HISTORY OF BELLYDANCE
Belly dance, otherwise known in many incarnations as danse du venture, raks sharqi (dance of the east), baladi, and Oriental dance, is popular in North Africa, throughout the Middle and Near East, and in the West. In whatever venue and form of the dance, it is enjoyed by common people as well as royalty.
But the origin of this dance? We can only guess. There is the belief that belly dance is ancient—done in at time long ago when women would perform a dance to instruct pregnant women on how to strengthen and roll their abdominal muscles in preparation for childbirth.

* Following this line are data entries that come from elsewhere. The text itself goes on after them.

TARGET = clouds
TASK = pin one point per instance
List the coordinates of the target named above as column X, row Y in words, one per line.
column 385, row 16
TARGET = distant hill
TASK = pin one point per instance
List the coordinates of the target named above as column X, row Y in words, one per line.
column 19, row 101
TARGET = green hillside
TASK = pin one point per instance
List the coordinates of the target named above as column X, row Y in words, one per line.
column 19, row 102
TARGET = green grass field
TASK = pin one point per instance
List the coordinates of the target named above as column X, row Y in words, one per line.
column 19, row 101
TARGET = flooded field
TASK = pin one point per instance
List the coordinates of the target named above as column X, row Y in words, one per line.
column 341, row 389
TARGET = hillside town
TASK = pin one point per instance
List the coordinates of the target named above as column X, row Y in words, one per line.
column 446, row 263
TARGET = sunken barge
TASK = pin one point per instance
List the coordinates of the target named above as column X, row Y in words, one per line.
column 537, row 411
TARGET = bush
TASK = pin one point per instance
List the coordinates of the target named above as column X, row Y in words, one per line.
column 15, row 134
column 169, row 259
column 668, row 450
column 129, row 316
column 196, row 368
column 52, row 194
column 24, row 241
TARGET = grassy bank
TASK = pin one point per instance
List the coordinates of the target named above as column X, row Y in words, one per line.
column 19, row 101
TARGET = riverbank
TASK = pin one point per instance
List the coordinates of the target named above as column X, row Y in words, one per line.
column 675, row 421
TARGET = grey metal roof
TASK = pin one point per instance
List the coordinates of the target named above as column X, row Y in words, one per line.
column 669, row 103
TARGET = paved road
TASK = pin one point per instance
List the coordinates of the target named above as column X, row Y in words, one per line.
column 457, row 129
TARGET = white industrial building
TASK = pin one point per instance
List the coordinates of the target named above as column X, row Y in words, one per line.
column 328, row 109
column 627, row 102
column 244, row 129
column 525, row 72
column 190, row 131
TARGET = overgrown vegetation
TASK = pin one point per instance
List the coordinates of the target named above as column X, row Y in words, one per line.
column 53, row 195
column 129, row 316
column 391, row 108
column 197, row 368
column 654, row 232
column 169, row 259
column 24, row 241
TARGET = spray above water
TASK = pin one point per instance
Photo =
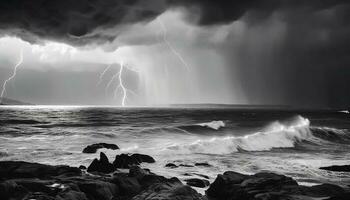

Throughout history, the dance was performed by women for women, a tradition that continues in Saudi Arabia and other conservative Muslim countries. However, there was a period in the old days when the dance became performance art entertainment and was then performed in the presence of men and women. The dance does have mysterious and mystical roots. During pagan times, women danced in the absence of men—a sort of goddess worship. And as most goddesses were mothers and reproduction was an enigma, it is understandable that the dance focused on the belly.
Belly dance or what was long ago called the dance of the waist, does have a documented history. The dance is traced back to India through a group of gypsies who left the region many years ago and whose current generation, known in the world of dance as the ghawazee, now call Egypt their home.